En matière de pénibilité l’approche est avant tout sectorielle. Depuis novembre 1996, les conducteurs routiers de marchandise de plus de 55 ans, ayant conduit au moins 25 ans un véhicule de plus de 3,5 tonnes, sont ainsi éligibles à un congé de fin d’activité largement financé par l’Etat. L’accord a été étendu en 1997 aux salariés des entreprises de transport de fonds puis en 1998 aux conducteurs de voyageurs justifiants de 30 ans d’activité. En 2001, 5500 salariés étaient concernés par ces accords précités. 12 000 salariés ayant été exposés à l’amiante bénéficient depuis 1998 d’une allocation de cessation d’activité. Introduit en février 2000, le dispositif CATS (Cessation d’Activité des Travailleurs Salariés) est financé par l’Etat dés lors que les salariés éligibles ont plus de 55 ans et justifient de 15 ans de travail à la chaîne ou de 200 nuits de travail par an pendant la même période.  66 % des bénéficiaires travaillent dans l’industrie automobile. Selon le rapport "Pénibilité & retraite" de Yves Struillou remis en avril 2003 au COR (Conseil d’Orientation des Retraites), les dispositifs de cessation d’activité liés de manière directe à la pénibilité ne concernaient que 30 000 salariés, soit 1,5% des salariés de plus de 55 ans. "La pénibilité au travail n’est que partiellement et inégalement prise en compte par les dispositifs existants. Très ciblés, ils ne prennent pas en compte l’ensemble des travaux pénibles, qu’ils soient traditionnels (dans le BTP par exemple) ou nouveaux (postes exposant à des substances ou produits dangereux). La pénibilité prise en compte est pour l’essentiel classique et industrielle," constate le rapport Struillou. Parallèlement, en l’espace de 20 ans, près de 850 000 salariés de plus de 55 ans ont profité de multiples dispositifs de départs anticipés largement financés par l’Etat (Préretraites, Préretraites progressives, ARPE….). Ces mesures qui ne sont aujourd’hui plus financées par l’Etat (le dispositif de préretraite progressive n'est plus applicable depuis le 01 janvier 2005) visaient alors principalement à accompagner des politiques de gestion des emplois en jouant sur le départ des seniors. La pénibilité ne représentait qu’une variable d’ajustement.

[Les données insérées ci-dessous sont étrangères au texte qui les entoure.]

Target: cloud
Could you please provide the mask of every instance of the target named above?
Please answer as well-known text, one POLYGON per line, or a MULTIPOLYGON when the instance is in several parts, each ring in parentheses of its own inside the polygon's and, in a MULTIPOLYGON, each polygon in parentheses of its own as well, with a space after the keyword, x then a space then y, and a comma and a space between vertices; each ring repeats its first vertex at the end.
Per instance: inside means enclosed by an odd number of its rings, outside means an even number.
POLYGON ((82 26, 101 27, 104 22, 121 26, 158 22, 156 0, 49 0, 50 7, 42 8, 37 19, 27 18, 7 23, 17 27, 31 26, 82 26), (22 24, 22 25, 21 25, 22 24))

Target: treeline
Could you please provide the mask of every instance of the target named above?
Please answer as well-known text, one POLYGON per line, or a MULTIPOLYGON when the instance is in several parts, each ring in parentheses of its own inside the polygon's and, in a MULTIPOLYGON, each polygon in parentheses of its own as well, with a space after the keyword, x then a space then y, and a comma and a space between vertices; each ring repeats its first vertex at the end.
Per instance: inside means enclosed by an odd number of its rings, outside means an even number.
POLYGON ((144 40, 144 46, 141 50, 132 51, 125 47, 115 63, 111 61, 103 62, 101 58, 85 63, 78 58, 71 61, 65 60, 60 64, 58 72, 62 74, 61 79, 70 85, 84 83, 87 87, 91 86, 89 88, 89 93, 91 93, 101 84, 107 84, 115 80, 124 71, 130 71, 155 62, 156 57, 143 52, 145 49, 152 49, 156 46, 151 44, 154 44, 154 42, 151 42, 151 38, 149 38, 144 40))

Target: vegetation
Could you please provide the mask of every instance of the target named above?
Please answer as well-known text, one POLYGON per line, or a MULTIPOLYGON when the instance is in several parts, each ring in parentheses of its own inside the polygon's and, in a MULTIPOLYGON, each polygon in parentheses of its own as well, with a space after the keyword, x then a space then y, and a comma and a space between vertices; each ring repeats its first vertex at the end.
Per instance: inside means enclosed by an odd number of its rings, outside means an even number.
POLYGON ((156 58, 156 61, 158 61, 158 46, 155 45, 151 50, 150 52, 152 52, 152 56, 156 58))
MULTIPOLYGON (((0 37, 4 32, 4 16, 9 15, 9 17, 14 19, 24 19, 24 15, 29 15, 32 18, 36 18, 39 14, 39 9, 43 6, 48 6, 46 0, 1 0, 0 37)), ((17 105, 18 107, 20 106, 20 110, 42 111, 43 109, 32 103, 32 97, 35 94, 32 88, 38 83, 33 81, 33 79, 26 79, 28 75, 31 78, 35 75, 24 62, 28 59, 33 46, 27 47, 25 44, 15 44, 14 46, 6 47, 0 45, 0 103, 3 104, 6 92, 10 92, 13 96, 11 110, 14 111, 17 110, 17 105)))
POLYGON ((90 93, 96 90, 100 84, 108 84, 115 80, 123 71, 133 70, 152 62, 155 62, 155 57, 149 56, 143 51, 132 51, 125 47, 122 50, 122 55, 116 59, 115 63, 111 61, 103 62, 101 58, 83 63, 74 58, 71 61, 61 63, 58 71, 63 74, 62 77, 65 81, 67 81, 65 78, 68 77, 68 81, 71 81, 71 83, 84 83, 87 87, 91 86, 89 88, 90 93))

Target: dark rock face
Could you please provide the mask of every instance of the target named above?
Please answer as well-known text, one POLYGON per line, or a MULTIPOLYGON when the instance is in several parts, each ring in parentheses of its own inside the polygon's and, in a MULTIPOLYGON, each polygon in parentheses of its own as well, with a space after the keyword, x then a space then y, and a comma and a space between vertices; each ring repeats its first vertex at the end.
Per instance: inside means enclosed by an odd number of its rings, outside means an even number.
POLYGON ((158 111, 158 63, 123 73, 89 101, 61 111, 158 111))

Le risque de division sociale

En généralisant un dispositif de départs anticipés justifiés par la pénibilité, le rapport Struillou ne manquait pas de pointer les risques de remise en cause du principe fondateur du régime de retraite. "Ne risque-t-on pas, en effet, d’accréditer l’idée que les pensions devraient être différentes entre les hommes et les femmes ou prendre en compte de manière précise les différences entre les catégories socioprofessionnelles et d’entrer ainsi dans des débats d’intérêt discutable ?", s’interrogeait ainsi le rapporteur. En permettant aux salariés qui justifiaient de 40 ans de cotisations de partir à la retraite avant 60 ans, la réforme des retraites de 2003 appréhendait indirectement la question de la pénibilité avec une logique transversale. Cela ne suffit pas. Mais le risque de division sociale n’est peut être pas aussi grand si les raisons qui motivent des départs anticipés à la retraite sont justifiées. En 2003, 94% du panel d’un sondage IFOP réalisé pour le ministère de l’emploi et de la solidarité s’était déclaré d’accord avec l’affirmation suivante : "les salariés ayant exercé des métiers pénibles devraient avoir le droit de partir plus tôt à la retraite."